While she expects challenges, her foremost vision is “to print consistently, increase visibility and connect with the surrounding community.” She hopes that the campus newspaper will “act as a beacon of truth in this age of fake news.”

When Brown entered as a freshman in the Fall of 2017, she was “immediately drawn” to The Hornet Tribune, which in past years, garnered several top collegiate journalism awards and competed in numerous campus newspaper competitions.

“This air of prestige and seriousness drew me in because I wanted to know if I had what it takes to be a news reporter for “thee” Hornet Tribune.”

The Tribune has not entered collegiate competitions in recent years “due to a tremendous lack of funding, which has resulted in inconsistencies in printing and student staffing,” said General Manager Kenneth Dean.

While it has been difficult to draw committed students to The Hornet Tribune, Brown believes she can change that and is already off to a great start.

“Currently, I have one staff member, Aliyah Sellars. Although she is not a reporter, she is vital to the staff; she writes the questions for my interviews, sets up times for them, and gets me the contact information I need. She is the reason I am able to balance my course load and this position so well because she does some of the work for me. In the fall, I will have Carly Moore Christine Shelton and about 10 or 11 freshmen who have applied.”

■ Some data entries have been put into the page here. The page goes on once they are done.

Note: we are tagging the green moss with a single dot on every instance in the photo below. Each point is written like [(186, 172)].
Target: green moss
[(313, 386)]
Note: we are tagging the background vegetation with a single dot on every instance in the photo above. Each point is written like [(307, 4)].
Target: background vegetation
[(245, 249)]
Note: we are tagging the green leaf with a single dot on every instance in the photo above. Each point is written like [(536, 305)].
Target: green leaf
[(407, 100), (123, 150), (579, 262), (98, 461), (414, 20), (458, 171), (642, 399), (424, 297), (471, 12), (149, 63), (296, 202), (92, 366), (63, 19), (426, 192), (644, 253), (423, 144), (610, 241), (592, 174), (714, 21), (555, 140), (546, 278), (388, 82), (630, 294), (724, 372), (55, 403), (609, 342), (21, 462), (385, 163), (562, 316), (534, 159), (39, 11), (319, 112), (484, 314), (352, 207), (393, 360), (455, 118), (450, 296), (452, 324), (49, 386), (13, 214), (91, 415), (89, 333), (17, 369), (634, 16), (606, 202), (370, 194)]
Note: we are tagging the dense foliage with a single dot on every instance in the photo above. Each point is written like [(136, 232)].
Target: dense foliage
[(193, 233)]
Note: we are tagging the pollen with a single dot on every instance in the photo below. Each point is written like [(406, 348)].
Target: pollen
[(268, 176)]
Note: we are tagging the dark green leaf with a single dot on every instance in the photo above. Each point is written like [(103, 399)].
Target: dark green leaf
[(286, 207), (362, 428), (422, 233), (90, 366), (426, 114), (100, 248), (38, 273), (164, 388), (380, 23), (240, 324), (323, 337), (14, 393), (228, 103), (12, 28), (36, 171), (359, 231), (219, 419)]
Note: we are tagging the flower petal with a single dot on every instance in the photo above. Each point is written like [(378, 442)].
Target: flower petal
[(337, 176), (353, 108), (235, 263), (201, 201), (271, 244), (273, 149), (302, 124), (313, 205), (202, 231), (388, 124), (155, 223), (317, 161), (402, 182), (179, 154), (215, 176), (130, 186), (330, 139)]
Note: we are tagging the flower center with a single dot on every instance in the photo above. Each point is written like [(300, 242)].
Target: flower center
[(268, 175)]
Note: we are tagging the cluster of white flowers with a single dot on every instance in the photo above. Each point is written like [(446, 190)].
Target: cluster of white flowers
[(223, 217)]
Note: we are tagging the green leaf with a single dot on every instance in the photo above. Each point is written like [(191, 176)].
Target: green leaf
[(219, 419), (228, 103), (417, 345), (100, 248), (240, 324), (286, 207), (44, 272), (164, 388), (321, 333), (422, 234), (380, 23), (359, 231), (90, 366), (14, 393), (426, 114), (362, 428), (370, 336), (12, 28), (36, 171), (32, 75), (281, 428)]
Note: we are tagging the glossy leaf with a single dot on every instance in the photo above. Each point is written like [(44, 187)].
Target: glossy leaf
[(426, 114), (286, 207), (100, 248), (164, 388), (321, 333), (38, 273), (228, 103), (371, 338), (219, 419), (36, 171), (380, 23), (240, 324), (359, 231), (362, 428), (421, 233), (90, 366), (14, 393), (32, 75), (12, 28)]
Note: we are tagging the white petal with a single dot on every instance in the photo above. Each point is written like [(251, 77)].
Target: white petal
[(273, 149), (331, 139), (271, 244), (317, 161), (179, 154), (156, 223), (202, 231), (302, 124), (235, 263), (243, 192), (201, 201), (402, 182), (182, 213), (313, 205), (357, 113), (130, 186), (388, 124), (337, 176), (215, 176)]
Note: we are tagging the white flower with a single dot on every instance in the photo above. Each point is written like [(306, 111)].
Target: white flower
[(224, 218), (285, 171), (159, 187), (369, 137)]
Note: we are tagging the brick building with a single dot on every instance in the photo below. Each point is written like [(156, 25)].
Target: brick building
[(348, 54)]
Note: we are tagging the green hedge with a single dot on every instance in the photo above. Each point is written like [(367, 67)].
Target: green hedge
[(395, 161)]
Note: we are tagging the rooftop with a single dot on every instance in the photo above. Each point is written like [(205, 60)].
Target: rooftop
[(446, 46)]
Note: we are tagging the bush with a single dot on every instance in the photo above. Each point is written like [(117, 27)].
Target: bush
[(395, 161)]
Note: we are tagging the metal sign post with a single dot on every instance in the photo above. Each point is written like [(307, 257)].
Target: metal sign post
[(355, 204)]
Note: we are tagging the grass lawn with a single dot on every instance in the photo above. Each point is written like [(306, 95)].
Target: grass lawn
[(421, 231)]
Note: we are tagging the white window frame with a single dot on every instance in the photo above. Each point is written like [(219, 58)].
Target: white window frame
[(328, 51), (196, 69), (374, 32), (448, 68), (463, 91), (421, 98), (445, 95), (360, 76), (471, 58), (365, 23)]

Moore made her debut with the Tribune after writing an op-ed piece that focused on feminism. The original piece was written by Shelton.

Dean has high hopes for Brown and believes that “she has what it takes to propel The Hornet Tribune to the Top Ten collegiate newspapers, but she will need the right student staff.” He said that “students, today, are not really reading and when you are not reading, you are not writing. In fact, when some students hear the word writing, they turn around immediately!”

Brown is a student of the generation referenced by Dean, however, the Mobile native believes that “too many precautions have been taken to keep people uninformed and I plan on ensuring that ASU does not fall victim to that; we are bombarded with so much irrelevant information that distracts us.” She goes on to say that she wants “to ensure that we are keeping up with the times and constantly evolving so that we do not become stagnant.”

In addition to the Tribune going digital, Brown wants students to realize that getting news in the traditional format is vital as “oldies are goodies.”

Business Insider reports that while “Students said they preferred and performed better when reading on screens” their actual performance “tended to suffer,” meaning that they did not retain nor comprehend the information read on-screen as much as they did when they read in print. Business Insider called this “speed at a cost.”

The good news: Forbes reports that 69% of the U.S. population is reading news and Pew Research Institute claims that 65% of readers are reading print.

Brown plans to capitalize on this by creating a sleek and professional website design that compliments the printed newspaper: “a perfect mix between tradition and innovation.” She believes it is time to “solidify our place in the list of prestigious newspapers. “It’s time to reenter the spotlight as the superpower I know we can be.”

While she anticipates a slow build, she hopes for a more informed student base.

“This is holy ground,” says Brown. “I want The Hornet Tribune to consistently highlight that, so that students who arrive never forget where we come from.”